No âmbito do concurso mencionado em título, apresentamos o conto inédito, da autoria da aluna Laura Maria Silva Carvalho, divulgado no Jornal Escolar e aqui transcrito na íntegra.
vvvvvvvvvvvvvvvvvvvvvvvvvvvvvvvvBairro do ferro-velho, 25 de Março de 2009
… À noite
Velho amigo!
Nem sei porque é que te estou a escrever.
Um cão do meu antigo estatuto não desabafaria com um conjunto reles de folhas de papel, desenhada com traços esquisitos sem sentimentos e emoções: ou seja, sem rasto de vida. Mas um cão como eu era: imponente, cheio de pergaminhos, que dormia numa almofada fofinha, feita de pele de raposa, sempre cheirosinho e asseado, jamais sonharia (melhor dizendo, jamais teria o pesadelo) de vir a mudar completamente o seu estilo de vida.
Assim, aos tropeções da vida, estou encostado a um caixote da rua, sujo e feio esperando a todo o momento, a caridade de uma mão afável e generosa que aqui deixe o lixo com restinhos… de comida e, que seja muita, porque o meu corpo pesado assim o pede. É um corpo de muito alimento!
Como já percebeste nem sempre aqui estive, nem por aqui vivi…
Outrora naqueles tempos de opulência, vivia numa casa esplendorosa com um enorme jardim.
E agora, é … a rua a minha morada… Apesar de me dar por abandonado, apenas, há cerca de 2 ou 3 dias, que no entanto se tornaram para mim uma eternidade infinita.
Os minutos aqui parecem anos e os dias meses …e…
Querido diário, afinal tudo começou há uma semana atrás… Eu morava com uma grande e rica família constituída pelo pai, a mãe, 2 irmãos, 3 irmãs, um periquito (que não fiava nada a ninguém) e uma gatinha Maria, um pouco mesquinha (tinha garra adunca e dente aguçado, mas o pêlo era macio como veludo)! Às vezes até fazíamos concursos, para descobrirmos qual de nós o tinha mais macio! Brincadeiras de animais ricos, sem preocupações!

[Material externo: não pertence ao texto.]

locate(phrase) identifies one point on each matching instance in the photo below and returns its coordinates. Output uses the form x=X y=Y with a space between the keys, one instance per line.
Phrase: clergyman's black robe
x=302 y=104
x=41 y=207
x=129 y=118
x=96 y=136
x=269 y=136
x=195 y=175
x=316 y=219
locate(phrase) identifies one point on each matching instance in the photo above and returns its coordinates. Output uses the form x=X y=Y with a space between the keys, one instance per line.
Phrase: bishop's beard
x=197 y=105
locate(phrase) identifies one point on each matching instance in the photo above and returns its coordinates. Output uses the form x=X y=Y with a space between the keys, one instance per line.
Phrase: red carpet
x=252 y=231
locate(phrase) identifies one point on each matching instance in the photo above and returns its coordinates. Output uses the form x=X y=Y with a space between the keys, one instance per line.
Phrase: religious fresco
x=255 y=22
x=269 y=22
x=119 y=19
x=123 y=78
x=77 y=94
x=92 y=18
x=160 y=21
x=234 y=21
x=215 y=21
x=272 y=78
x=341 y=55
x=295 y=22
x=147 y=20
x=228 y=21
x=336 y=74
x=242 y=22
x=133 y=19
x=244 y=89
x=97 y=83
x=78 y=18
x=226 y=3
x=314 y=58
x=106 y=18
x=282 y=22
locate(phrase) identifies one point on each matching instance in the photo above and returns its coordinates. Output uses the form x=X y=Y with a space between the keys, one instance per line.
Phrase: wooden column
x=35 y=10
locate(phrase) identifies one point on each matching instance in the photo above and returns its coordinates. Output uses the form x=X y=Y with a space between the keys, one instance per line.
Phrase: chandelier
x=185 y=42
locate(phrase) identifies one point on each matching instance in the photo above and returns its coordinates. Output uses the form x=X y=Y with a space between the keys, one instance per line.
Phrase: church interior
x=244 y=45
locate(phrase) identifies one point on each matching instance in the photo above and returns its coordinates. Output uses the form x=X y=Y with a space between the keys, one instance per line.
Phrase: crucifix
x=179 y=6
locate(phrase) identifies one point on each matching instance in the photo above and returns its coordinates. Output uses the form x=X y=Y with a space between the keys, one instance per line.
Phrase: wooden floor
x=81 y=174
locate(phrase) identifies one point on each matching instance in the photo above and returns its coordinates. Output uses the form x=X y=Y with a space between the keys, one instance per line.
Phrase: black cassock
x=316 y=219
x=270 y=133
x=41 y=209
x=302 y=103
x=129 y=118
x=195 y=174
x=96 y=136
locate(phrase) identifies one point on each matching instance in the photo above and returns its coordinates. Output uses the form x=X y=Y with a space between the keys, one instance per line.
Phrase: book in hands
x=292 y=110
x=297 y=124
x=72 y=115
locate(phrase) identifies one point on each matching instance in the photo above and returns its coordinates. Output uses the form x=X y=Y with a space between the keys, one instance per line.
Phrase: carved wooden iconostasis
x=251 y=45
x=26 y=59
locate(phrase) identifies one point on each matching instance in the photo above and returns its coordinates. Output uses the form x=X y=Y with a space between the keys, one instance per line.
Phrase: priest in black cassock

Éramos todos felizes. Mais ou menos. Assim pensava eu…
Lembro-me de como eu gostava das corridas com a Maria, logo ao acordar, com o Sol a reflectir no meu limpo e cuidado pêlo de São Bernardo e de oscilar as minhas orelhas com intensidade e esforço em direcção à divina cozinha! Ali, esperava-me sempre comida em abundância e ainda, uns aperitivos em forma de osso, saborosos, assim como uma espécie de chocolate de cães.
O que eu gozava nesses tempos?! Que alegria! Como era feliz!
E ainda havia o meu raio de Sol: a minha namorada que servia para tornar os meus dias ainda mais luminosos!
Um dia, eu tinha encontro marcado com a minha princesa: a cadela do lado da frente do meu casarão. Iríamos ver-nos no parque, junto à fonte, para trocarmos umas lambidelas apetitosas e carinhos caninos...
Nessa manhã, nem corri. Fui todo o caminho vangloriando o Mundo com a Primavera a florescer dentro de mim, e tratando de me manter apresentável à medida que me aproximava da minha cadelinha. Antes de partir, porém dirigi-me à cozinha e comecei a comer da minha taça. Blehc!
Mas, o que era aquilo? Que sabor…Nem parecia o meu habitual manjar!
Depois, olhei e vi todos os irmãos a rirem-se de mim. Trocaram a minha comida com a da Maria. Cruéis? Nem por isso… Eram criancinhas… Perdoei-lhes!
Baixei a cabeça e meti o rabo entre as pernas, pois sentia-me envergonhado.
Ser zombado pela própria família! Era muito triste! Bem, nem por todos…Uma das irmãs é especial: chama-se Anita.
A Anita é a irmã do meio. Ainda só tem 10 anos, mas um coração de ouro, trabalhado até ao último pormenor. Sempre comparei a sua alma a um hotel de cinco estrelas: onde cabia toda a gente e todos os seus amigos tinham o melhor dos serviços. Ela adora recolher animais e trata-os muito bem. Às vezes levava-me a passear e apontava-me para uma casa onde viviam animais sem família ou abandonados. Nesses momentos olhava para mim…e sorria. E, eu retribuía-lhe o sorriso agradecendo-lhe o lar que me dispensava.
A Ana andava na escola, brincava com as amigas no intervalo, mas sempre com vontade de chegar a casa, para me poder contar o que tinha acontecido e divertir-se comigo. Mesmo quando não acontecia nada os nossos encontros eram inesquecíveis!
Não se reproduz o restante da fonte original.